I wouldn't be too worried. This is pretty much the standard cycle for Civ (and other similar games). Their older versions have a loyal playerbase (or people who just own the game and don't want to pay for the next one yet), and the new one has teething issues and such. Over time the numbers pick up as patches, DLC and expansions improve the game and update the content.
Also, Firaxis know that extending the life of Civ5 isn't profitable long term. It is always much better to release the next version before the last one has died off. Virtually every successful company follows this pattern. When you release a new product it grows (often following the same pattern people are pointing out here, where the previous version still outdoes the new for quite a while). Eventually it will peak and begin declining due to sales saturation, disinterest etc. You keep it fresh for a little while, by adding DLC or whatever, but these dont stop the overall decline. Before that decline becomes too significant you release the next version, as this keeps things fresh and makes it easier to bring over existing customers. Having your product and/or name out of circulation for too long is potentially disastrous.
Apple and Google are both masters of this. Microsoft do too, but used to be even better at it.
I'll finish your sentence.....
"and catered for the casual gamer to make money rather than making a good game for the traditional fanbase."
Oh..... isn't that what 2K is doing?
As you point out games need money. Developers just cannot make a game for the love of it these days (unless it is a low budget indie game), as developers live on the knife edge. Unfortunately casual gamers are the biggest market. Especially as the glory days of the TBS are seen as being in the past, so financers are even more reluctant to drop large amounts on hardcore TBS games.
I would love a deep, engrossing Civilization title but it's just not on the cards unfortunately.
And while it sucks, it's not Firaxis' fault. They are a small time developer in a horribly high risk/low return industry, and each major release is a big risk that could end the company.
Did they REALLY thrive?
- CivSocial: failed.
- Sid's Dinosaurs: scrapped.
- CivRev2: failed outside a couple minor markets.
- Civ4 Colonisation: luke warm reception didn't do as expected, support scrapped.
- CivBE: luke warm reception didn't do as expected, support scrapped.
- Lost an entire team to BHG.
- Lost an entire team to Oxide.
- Lost an entire team to Stardock.
- Lost an entire team to other indies such as Mohawk.
- Firaxis had to sell out to Activision, and then to 2K just to stay afloat with enough financial backing.
Games development is a tough industry. There are many more failures to successes. No one company can boast continuous success.
Isn't it quite common for developers to have entire team changes with great regularity. The industry is prone to such things due to the development cycle. So people get dropped after a game's release and then others get hired (or re-hired) as they really kick into gear with the next one.

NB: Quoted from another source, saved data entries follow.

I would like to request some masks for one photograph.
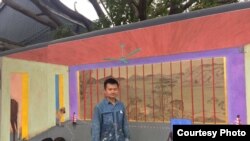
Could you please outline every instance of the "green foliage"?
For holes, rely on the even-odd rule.
[[[60,38],[69,37],[72,35],[74,34],[71,31],[70,27],[67,25],[64,25],[56,29],[55,34],[54,34],[54,39],[60,39]]]
[[[113,25],[123,25],[135,22],[135,13],[127,0],[106,0]]]
[[[139,15],[146,12],[147,19],[170,14],[194,11],[223,4],[235,3],[238,0],[101,0],[108,13],[107,17],[96,21],[97,29],[138,22]],[[185,5],[191,2],[190,5]],[[145,9],[140,5],[146,3]],[[171,10],[171,13],[170,13]]]
[[[96,22],[97,27],[106,28],[139,20],[127,0],[103,0],[103,2],[108,12],[108,16],[100,18]]]
[[[153,1],[147,9],[148,18],[156,18],[168,15],[167,0],[156,0]]]
[[[102,28],[108,28],[112,25],[111,21],[108,19],[108,17],[101,17],[95,22],[95,29],[102,29]]]
[[[191,11],[200,10],[209,7],[220,6],[224,4],[236,3],[238,0],[197,0],[196,4],[190,8]]]

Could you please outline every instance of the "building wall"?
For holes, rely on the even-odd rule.
[[[247,123],[250,123],[250,45],[246,45],[245,52],[245,79],[246,79],[246,110],[247,110]]]
[[[2,57],[0,57],[0,126],[2,125]],[[2,126],[1,126],[2,129]],[[0,131],[0,139],[1,139],[1,131]]]
[[[28,134],[29,138],[47,130],[56,123],[55,75],[62,74],[66,120],[69,119],[68,67],[22,61],[4,57],[2,59],[3,88],[1,95],[0,140],[10,140],[10,94],[11,76],[28,75]],[[2,130],[5,129],[5,130]]]
[[[125,45],[124,55],[141,48],[129,59],[231,48],[250,43],[250,18],[246,18],[249,15],[250,9],[242,9],[106,35],[100,35],[100,31],[91,38],[86,38],[92,35],[88,33],[9,57],[75,66],[104,62],[104,58],[120,58],[120,44]],[[37,57],[44,50],[49,52],[48,57]],[[65,56],[68,56],[67,59]]]

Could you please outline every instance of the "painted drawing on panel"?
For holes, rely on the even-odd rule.
[[[224,58],[204,58],[79,71],[80,118],[91,119],[103,98],[103,82],[114,77],[130,121],[188,118],[225,123]]]

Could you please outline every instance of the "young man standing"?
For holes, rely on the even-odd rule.
[[[92,141],[128,141],[130,138],[124,104],[117,100],[119,84],[114,78],[104,82],[105,98],[95,106]]]

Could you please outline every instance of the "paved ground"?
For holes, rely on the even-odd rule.
[[[89,122],[79,121],[76,128],[70,122],[64,127],[52,127],[29,141],[41,141],[44,138],[64,137],[66,141],[91,141]],[[169,126],[162,123],[130,123],[131,141],[166,141]]]
[[[90,139],[90,123],[79,122],[74,128],[71,122],[67,122],[63,127],[52,127],[29,141],[41,141],[47,137],[51,137],[52,139],[55,139],[56,137],[64,137],[66,141],[88,141]]]

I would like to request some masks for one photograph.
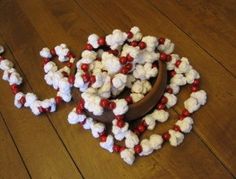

Also note that games like Colonization and BE would have been much cheaper to make, and less resource intensive as they were using what already existed with tweaks. But, it also looks and sounds (based on what employees have said at times) that they do operate under significant constraints so can't always achieve their end goal.
And this is why it's important to not pay for unfinished games. Selling and marketing garbage half-baked releases makes money. Fixing them after the fact does not. So if you remove the incentive to release finished games, you get crap games that the developer forgets about as soon as they collect the money.
Actually, it's not that simple. Because games are so expensive to make while costing exactly the same now as they did 2 decades ago, it is getting harder for most developers to release games with the full range of features. They need to streamline and simplify to be able to release the game, then once they make money (which directly gives them more cash, but also allows them to chase further investment) they can then add more to it.
Completely cutting off support to these smaller developers would be disasterous. It already has been. How many of those awesome, creative developers that we grew up with and loved (and who really made gaming what it is today) still exist?? Instead we have EA and ActivisionBlizzard who dominate the gaming market and we get the same games updated and re-released every year.